Now according to Wikipedia, zippers trounced buttons on pants starting in the 1930’s. To quote: “In the 1930s, a sales campaign began for children's clothing featuring zippers. The campaign praised zippers for promoting self-reliance in young children by making it possible for them to dress in self-help clothing. The zipper beat the button in 1937 in the "Battle of the Fly", and designers raved over zippers in men's trousers. declaring the zipper the "Newest Tailoring Idea for Men." Among the zippered fly's many virtues was that it would exclude "The Possibility of Unintentional and Embarrassing Disarray."
So why this nostalgic return to the 30’s? And whatever happened to choice? And is the rate of dependable predictability now down to months?
And so the challenge of our times. With the rate of change faster than it has ever been, we need to pay attention to its impact on the psyche. High predictability, the state of most cultures over a few hundred thousand years, means low stress and anxiety. Kids growing up in a fishing villages or farm lands pretty much know they’re going to fish and farm. The parents are relaxed about their upbringing and add arranged marriages to the mix and everybody is more or less secure in the feeling that all will be well. But low predictability because of rapid changes creates high stress and anxiety. Parents are wondering, “Will my kid find a job? Find a life partner? Will I myself keep my job or be outsourced to Asia or replaced by a robot?”
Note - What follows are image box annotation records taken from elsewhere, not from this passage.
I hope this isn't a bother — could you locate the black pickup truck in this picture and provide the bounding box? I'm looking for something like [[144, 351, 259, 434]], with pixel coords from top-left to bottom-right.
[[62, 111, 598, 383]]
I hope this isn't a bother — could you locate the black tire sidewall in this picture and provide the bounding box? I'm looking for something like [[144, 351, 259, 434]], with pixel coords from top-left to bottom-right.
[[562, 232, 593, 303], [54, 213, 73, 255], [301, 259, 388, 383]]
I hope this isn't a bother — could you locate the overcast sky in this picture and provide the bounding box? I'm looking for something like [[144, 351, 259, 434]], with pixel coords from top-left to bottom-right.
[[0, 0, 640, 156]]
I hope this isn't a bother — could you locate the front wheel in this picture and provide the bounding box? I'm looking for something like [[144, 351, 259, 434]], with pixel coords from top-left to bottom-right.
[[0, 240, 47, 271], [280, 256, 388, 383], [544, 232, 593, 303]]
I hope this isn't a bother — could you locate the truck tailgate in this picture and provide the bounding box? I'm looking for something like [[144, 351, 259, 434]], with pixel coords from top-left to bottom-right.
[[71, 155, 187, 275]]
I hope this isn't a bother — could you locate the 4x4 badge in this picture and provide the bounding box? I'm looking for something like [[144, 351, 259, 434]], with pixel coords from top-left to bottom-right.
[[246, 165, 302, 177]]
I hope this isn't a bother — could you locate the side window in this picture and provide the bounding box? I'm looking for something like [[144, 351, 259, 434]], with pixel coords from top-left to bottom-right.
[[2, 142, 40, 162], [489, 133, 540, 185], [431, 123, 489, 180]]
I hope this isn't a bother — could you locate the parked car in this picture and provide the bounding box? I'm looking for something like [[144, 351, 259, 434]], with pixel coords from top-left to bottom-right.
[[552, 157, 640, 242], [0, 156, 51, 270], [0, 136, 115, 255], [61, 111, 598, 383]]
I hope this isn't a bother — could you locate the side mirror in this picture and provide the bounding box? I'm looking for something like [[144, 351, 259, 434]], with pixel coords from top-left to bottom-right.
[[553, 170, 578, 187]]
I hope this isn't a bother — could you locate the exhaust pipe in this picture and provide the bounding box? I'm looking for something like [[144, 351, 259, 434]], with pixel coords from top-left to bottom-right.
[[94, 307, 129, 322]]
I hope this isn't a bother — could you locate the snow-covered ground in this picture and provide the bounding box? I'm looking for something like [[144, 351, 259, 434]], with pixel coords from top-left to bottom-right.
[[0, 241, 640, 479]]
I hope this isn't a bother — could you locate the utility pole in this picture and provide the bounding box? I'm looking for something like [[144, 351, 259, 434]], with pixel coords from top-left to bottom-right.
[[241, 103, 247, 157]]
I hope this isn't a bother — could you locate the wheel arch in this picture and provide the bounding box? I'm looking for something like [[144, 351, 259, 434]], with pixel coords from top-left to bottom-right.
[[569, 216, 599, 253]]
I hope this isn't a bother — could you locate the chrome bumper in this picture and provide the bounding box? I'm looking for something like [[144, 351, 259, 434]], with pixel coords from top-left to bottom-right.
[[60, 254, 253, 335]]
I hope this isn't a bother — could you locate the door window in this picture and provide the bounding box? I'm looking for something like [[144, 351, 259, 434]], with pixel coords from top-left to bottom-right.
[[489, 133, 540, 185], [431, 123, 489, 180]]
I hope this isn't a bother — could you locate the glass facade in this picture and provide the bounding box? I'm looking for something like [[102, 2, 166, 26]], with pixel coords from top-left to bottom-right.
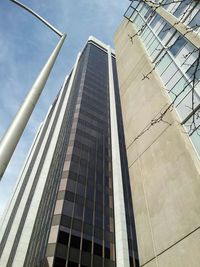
[[0, 39, 139, 267], [125, 0, 200, 155]]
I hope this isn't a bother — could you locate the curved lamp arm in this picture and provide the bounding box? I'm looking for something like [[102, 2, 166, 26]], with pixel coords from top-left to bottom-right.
[[0, 0, 66, 179]]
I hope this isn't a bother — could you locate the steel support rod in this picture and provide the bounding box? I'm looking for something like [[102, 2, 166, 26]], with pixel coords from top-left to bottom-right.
[[10, 0, 63, 37], [0, 34, 66, 178]]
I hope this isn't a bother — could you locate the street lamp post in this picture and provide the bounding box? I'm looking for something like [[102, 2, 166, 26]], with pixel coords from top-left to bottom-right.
[[0, 0, 66, 179]]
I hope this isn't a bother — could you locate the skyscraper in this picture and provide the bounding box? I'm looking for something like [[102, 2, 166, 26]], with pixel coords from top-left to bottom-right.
[[115, 0, 200, 267], [0, 37, 139, 267]]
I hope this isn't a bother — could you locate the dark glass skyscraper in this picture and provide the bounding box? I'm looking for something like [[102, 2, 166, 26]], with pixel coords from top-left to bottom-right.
[[0, 37, 139, 267]]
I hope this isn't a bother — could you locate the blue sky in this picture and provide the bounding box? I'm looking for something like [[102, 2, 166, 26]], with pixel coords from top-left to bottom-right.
[[0, 0, 129, 220]]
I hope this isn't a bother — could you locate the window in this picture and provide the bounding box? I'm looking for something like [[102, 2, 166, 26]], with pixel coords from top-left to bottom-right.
[[186, 60, 200, 82], [158, 23, 171, 40], [188, 11, 200, 30], [58, 231, 69, 245], [173, 0, 191, 18], [82, 239, 92, 252], [70, 235, 81, 249], [150, 14, 160, 28]]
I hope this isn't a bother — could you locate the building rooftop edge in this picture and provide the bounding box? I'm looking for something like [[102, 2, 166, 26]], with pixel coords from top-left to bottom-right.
[[87, 35, 115, 55]]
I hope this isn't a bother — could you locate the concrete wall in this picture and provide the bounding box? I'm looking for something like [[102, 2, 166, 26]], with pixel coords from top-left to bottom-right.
[[115, 21, 200, 267]]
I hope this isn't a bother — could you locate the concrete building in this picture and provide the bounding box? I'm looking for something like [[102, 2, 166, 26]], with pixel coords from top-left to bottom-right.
[[115, 0, 200, 267], [0, 37, 139, 267]]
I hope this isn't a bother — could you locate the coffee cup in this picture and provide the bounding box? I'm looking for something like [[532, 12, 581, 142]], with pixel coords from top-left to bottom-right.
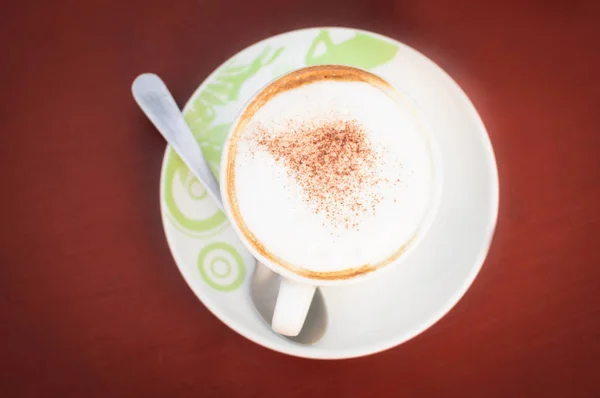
[[220, 65, 442, 336]]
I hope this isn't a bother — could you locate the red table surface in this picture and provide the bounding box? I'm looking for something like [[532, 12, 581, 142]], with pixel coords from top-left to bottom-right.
[[0, 0, 600, 397]]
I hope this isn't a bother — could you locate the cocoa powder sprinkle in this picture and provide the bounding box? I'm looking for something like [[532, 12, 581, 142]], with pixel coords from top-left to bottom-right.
[[249, 120, 392, 229]]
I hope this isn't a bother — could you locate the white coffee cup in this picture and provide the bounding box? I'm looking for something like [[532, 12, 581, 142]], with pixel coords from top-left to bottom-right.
[[220, 65, 441, 336]]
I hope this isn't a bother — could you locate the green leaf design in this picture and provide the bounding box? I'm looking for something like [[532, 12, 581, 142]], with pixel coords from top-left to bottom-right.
[[306, 29, 398, 69]]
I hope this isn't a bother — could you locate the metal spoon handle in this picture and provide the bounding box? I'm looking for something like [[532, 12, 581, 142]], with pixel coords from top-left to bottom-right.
[[131, 73, 223, 210]]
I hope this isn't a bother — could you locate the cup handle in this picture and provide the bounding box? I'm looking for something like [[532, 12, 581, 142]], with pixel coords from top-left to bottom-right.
[[271, 278, 316, 337]]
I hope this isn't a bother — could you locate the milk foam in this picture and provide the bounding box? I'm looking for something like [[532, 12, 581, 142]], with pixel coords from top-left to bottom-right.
[[233, 80, 433, 273]]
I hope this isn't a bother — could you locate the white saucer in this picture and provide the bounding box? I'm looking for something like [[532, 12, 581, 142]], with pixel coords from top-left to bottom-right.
[[160, 28, 498, 359]]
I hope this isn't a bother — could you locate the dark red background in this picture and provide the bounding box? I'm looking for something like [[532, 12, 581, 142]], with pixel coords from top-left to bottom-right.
[[0, 0, 600, 397]]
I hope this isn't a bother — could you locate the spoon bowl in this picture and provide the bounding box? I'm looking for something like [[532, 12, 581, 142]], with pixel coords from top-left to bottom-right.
[[131, 73, 327, 344]]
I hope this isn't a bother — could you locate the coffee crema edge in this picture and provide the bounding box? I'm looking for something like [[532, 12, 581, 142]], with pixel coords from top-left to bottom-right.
[[225, 65, 418, 281]]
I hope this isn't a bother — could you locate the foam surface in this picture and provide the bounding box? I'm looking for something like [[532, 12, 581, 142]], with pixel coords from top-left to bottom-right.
[[233, 81, 433, 272]]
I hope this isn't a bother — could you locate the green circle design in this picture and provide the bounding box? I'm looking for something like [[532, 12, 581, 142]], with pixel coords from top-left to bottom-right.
[[198, 242, 246, 292], [210, 257, 231, 278], [188, 179, 208, 200]]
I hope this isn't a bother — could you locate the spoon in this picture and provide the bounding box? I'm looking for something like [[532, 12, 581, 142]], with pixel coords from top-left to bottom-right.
[[131, 73, 327, 344]]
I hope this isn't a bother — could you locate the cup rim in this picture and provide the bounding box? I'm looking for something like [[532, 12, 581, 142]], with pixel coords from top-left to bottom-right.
[[219, 64, 443, 286]]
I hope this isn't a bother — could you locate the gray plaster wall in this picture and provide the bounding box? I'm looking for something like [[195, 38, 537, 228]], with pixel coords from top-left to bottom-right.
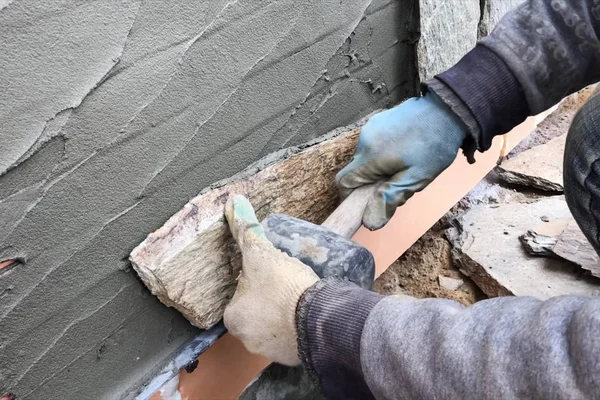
[[0, 0, 419, 400]]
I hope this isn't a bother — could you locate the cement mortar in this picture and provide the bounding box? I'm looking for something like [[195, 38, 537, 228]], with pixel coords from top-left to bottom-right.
[[0, 0, 418, 400]]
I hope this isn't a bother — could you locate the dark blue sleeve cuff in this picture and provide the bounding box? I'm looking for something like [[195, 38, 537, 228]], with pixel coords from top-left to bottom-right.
[[436, 45, 529, 151], [296, 278, 384, 399]]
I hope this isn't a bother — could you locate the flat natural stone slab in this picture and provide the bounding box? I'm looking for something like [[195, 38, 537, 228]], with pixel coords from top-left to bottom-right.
[[447, 196, 600, 299], [553, 220, 600, 277], [496, 134, 567, 193]]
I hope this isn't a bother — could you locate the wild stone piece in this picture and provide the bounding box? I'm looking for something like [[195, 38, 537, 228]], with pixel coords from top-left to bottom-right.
[[130, 126, 359, 328]]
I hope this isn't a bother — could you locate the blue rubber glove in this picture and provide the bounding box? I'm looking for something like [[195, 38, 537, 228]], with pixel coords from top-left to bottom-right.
[[336, 92, 467, 230]]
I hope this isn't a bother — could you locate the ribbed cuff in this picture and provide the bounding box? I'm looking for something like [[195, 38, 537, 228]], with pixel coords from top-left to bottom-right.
[[436, 45, 529, 151], [296, 278, 384, 399], [421, 78, 481, 164]]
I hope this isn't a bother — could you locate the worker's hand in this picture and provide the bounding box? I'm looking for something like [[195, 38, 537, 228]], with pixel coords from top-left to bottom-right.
[[336, 92, 467, 229], [223, 196, 319, 365]]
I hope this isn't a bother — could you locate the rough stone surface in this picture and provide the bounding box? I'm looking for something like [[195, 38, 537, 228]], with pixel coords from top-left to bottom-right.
[[130, 128, 359, 328], [479, 0, 523, 38], [496, 134, 567, 193], [373, 233, 485, 305], [438, 275, 465, 290], [520, 218, 600, 277], [447, 196, 600, 299], [0, 0, 418, 400], [262, 214, 375, 289]]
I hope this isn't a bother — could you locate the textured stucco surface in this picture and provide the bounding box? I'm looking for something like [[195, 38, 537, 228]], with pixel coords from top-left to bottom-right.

I first heard of this formula from Rob Evans, the author of “Family Matters,” explaining why parents were more anxious about their children than ever before and how that creates a new dynamic in schools. Parents who feel powerless in the rapidly shifting ground under their feet, the constant tremors and minor earthquakes that characterize the rate of change we’re all experiencing, will try to find some corner of control and power and teachers are feeling that today. It helps to understand why and re-direct the conversation. This formula—High Predicability, Low Anxiety. Low Predictability, High Anxiety— also helps to understand the epidemic return to Fundamentalism, the nostalgia for former times, the fantasies of the Tea Party and more. It times of great change and low predictably, we naturally want to cling to something that appears solid, no matter how false that perception is.
And here’s the good news. If we can meet the challenge of the unknown, we will have stumbled into the Buddhist truth of impermanence and have the possibility of re-arranging our lives to meet it. Alan Watts wrote a while back about “The Wisdom of Insecurity,” advising us from a Zen perspective to go with the flow of the unknown by being more wholly in the present and training ourselves to respond intelligently and compassionately with each new situation. “Low predictability” is actually the state of mind of the artist at the mercy of the Muse—all creative acts carry a quality of unpredictability. But ironically, the best way to meet that is a habitual practice routine that is dependable and ritual-like in its predictable practice.
As always, an interesting conversation that’s just beginning with no time to finish. I have to go pee and it’s going to take me a while to deal with these buttons.